The Atlanta airport’s former top manager said he threatened to reopen bidding for a controversial advertising contract when the company that won failed to live up to terms.
But Ben DeCosta, Hartsfield-Jackson International’s ex-general manager, testified Wednesday he made peace with the company, Clear Channel, after it made a payment of more than $1.7 million to make good on some of what it owed.
DeCosta’s testimony came during the trial in a longrunning lawsuit against the city by Corey Airport Services, an Atlanta firm that in 2002 lost out to Clear Channel for the airport’s indoor ad contract.
Corey’s suit against the airport, Atlanta City Hall and former officials including DeCosta and ex-Mayor Shirley Franklin contends the city unfairly granted the contract to Clear Channel and its politically-connected minority partner.
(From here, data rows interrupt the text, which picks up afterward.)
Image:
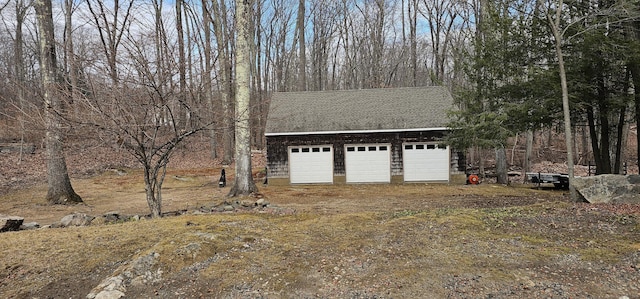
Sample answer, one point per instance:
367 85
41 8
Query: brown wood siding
277 146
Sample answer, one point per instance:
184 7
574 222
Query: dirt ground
353 241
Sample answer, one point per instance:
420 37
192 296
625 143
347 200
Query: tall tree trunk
208 91
69 52
528 151
220 28
554 23
182 64
302 68
501 165
59 185
21 11
244 184
595 146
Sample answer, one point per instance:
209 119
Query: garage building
390 135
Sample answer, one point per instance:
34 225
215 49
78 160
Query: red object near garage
473 179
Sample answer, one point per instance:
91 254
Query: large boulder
77 219
10 223
609 188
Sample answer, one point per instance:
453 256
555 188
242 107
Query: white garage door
425 162
368 163
311 164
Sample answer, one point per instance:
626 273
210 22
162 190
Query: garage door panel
368 163
312 164
425 162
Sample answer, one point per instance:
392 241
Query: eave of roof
356 131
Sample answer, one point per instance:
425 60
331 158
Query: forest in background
134 71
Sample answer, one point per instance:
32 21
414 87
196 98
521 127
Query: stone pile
609 188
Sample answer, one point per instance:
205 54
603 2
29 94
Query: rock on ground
609 188
10 223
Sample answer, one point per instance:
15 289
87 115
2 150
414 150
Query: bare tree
21 11
60 190
557 30
302 68
111 26
220 29
244 184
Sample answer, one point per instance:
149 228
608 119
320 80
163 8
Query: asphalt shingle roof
359 110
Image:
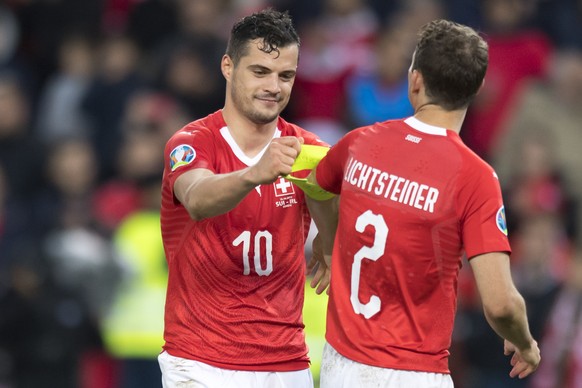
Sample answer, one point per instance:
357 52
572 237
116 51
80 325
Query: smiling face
259 86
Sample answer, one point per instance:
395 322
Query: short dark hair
274 28
452 59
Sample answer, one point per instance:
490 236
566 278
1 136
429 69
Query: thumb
508 348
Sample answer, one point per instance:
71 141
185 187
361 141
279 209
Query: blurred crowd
90 90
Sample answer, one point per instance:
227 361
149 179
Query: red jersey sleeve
483 222
187 149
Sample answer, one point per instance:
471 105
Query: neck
250 136
435 115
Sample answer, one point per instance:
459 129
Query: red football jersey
413 198
236 281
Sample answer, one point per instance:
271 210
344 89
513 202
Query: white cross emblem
283 187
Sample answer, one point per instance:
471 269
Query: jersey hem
413 366
282 366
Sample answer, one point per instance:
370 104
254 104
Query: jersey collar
239 153
426 128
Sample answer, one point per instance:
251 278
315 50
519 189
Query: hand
322 265
524 362
277 159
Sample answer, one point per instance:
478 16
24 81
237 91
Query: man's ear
226 66
416 82
481 87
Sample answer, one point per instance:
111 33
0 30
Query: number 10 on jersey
261 237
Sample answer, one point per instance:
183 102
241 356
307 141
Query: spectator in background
59 111
548 117
189 75
334 45
118 77
60 286
562 340
20 152
379 92
132 328
562 21
517 54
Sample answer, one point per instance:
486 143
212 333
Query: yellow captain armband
308 159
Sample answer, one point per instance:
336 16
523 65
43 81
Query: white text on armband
392 187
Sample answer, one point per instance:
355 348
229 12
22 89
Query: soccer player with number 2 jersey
234 229
413 201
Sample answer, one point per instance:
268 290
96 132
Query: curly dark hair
452 59
274 28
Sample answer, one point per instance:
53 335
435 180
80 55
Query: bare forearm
325 216
213 195
511 323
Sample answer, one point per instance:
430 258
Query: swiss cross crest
283 188
284 193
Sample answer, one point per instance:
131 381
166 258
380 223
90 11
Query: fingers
321 280
277 160
508 348
521 370
523 363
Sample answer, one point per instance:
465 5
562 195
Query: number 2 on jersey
245 239
371 253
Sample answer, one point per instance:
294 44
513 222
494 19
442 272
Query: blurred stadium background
90 90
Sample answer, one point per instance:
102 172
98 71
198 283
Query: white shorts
338 371
180 372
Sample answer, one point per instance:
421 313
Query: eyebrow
267 69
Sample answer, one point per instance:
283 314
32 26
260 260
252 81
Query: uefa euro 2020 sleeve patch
181 155
501 220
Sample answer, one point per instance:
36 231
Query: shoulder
198 131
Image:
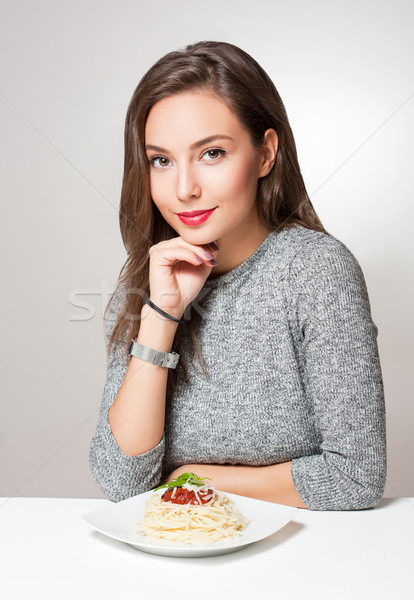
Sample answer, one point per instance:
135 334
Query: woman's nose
187 184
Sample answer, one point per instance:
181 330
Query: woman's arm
272 483
342 378
127 449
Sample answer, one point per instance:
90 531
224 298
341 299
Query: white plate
118 521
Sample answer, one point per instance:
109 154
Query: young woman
253 358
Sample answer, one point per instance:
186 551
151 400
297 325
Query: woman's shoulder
307 256
299 245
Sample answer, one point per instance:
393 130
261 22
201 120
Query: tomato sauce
184 496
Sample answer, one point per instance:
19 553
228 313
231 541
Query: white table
48 551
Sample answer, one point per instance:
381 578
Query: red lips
195 217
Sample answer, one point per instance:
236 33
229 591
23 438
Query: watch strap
155 357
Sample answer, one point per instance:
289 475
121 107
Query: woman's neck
237 246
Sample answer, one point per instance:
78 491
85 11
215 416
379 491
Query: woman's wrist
156 331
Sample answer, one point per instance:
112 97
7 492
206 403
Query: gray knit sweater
294 375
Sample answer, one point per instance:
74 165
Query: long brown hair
239 81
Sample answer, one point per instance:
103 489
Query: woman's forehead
190 117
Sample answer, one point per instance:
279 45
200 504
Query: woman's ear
268 152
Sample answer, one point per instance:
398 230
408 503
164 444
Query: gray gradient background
68 70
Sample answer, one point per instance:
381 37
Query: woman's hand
177 273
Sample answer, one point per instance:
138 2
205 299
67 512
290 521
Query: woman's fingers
167 254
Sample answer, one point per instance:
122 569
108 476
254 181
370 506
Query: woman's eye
163 161
214 153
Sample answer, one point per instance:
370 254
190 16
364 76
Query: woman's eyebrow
211 138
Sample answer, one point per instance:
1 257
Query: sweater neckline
245 266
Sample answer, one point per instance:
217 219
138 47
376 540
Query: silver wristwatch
155 357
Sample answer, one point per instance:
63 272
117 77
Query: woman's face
203 167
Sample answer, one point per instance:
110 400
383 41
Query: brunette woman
240 340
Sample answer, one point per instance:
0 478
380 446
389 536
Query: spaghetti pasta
192 523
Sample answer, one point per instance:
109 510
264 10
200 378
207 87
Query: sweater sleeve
119 475
342 380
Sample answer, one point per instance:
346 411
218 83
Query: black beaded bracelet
162 312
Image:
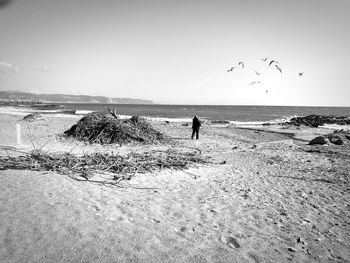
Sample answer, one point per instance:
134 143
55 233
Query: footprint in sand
230 241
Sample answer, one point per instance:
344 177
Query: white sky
177 52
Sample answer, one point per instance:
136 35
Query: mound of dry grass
107 129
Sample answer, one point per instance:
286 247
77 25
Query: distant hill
63 98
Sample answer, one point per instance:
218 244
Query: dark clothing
195 127
195 131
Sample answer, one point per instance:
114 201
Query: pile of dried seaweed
106 129
123 166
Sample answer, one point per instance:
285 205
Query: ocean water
234 114
213 112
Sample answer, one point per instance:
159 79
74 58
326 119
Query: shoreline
268 198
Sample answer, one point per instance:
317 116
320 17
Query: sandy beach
267 197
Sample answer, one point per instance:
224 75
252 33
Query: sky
178 52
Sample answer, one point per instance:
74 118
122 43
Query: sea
234 113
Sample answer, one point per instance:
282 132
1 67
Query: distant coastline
26 98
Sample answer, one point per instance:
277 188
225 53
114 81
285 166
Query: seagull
231 69
254 82
272 61
280 70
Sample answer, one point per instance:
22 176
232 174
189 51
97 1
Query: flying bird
277 67
273 61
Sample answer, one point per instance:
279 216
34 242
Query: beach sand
271 199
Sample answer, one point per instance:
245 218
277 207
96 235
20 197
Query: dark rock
219 122
32 117
318 140
335 139
318 120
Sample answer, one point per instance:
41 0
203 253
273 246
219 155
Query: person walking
195 127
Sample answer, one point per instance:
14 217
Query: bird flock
272 63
The agreement called for the airport to receive 50 percent of the gross advertising revenue. That agreement was with another company Clear Channel subsequently acquired. Clear Channel later agreed to raise the airport’s take to 61.2 percent per month but never paid that increased amount.
The $1.7 million payment, DeCosta testified, covered the difference in the back rent owed, plus interest going back to 2005.
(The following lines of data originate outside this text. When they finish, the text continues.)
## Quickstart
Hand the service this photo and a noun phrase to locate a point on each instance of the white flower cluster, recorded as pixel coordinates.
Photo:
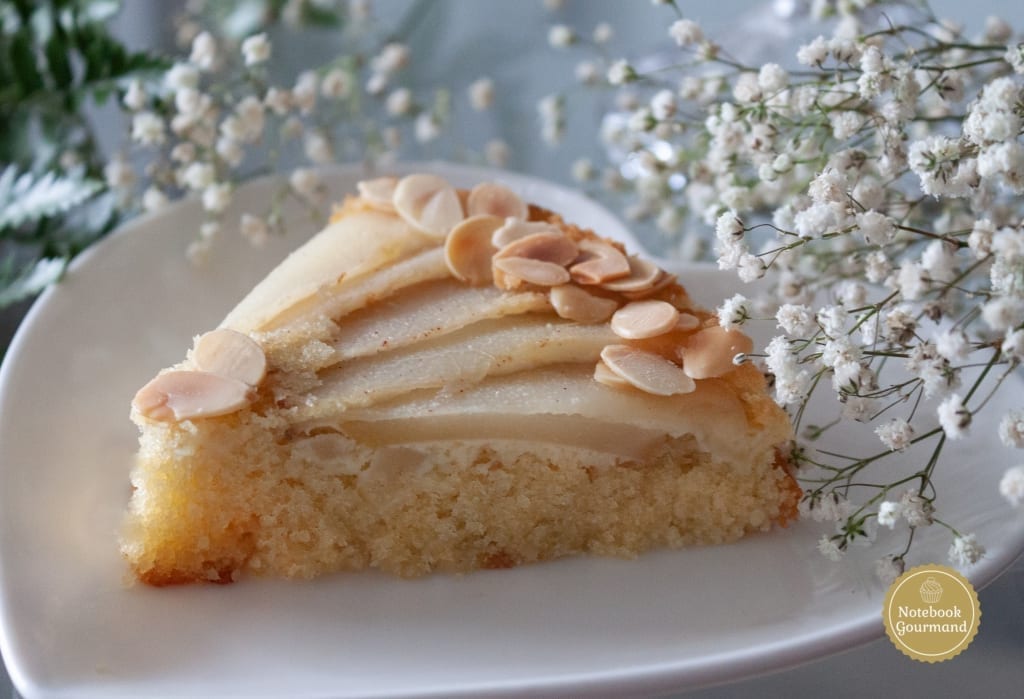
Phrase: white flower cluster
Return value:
(876, 181)
(201, 122)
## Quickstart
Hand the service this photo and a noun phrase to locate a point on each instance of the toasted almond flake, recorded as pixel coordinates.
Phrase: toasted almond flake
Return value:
(553, 248)
(532, 271)
(496, 200)
(573, 303)
(598, 262)
(640, 319)
(184, 395)
(648, 372)
(468, 251)
(603, 375)
(687, 322)
(429, 204)
(230, 354)
(515, 228)
(378, 192)
(643, 275)
(709, 353)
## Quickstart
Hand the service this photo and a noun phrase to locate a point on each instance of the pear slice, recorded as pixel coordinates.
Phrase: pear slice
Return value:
(355, 246)
(460, 358)
(432, 309)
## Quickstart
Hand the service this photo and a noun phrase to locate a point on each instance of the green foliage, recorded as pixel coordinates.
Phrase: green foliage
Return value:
(56, 57)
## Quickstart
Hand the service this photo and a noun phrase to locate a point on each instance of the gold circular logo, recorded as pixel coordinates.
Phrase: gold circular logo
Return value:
(931, 613)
He said he didn’t give Clear Channel executives an ultimatum when he threatened to reopen the contract. “I was taking a hard negotiating position,” DeCosta said.
DeCosta was called to testify by Corey lawyers, who contend Clear Channel and its minority partner, Barbara Fouch, should not have had been awarded the contract because they already owed $5.3 million in back rent. Corey attorneys say that should have disqualified them under city rules.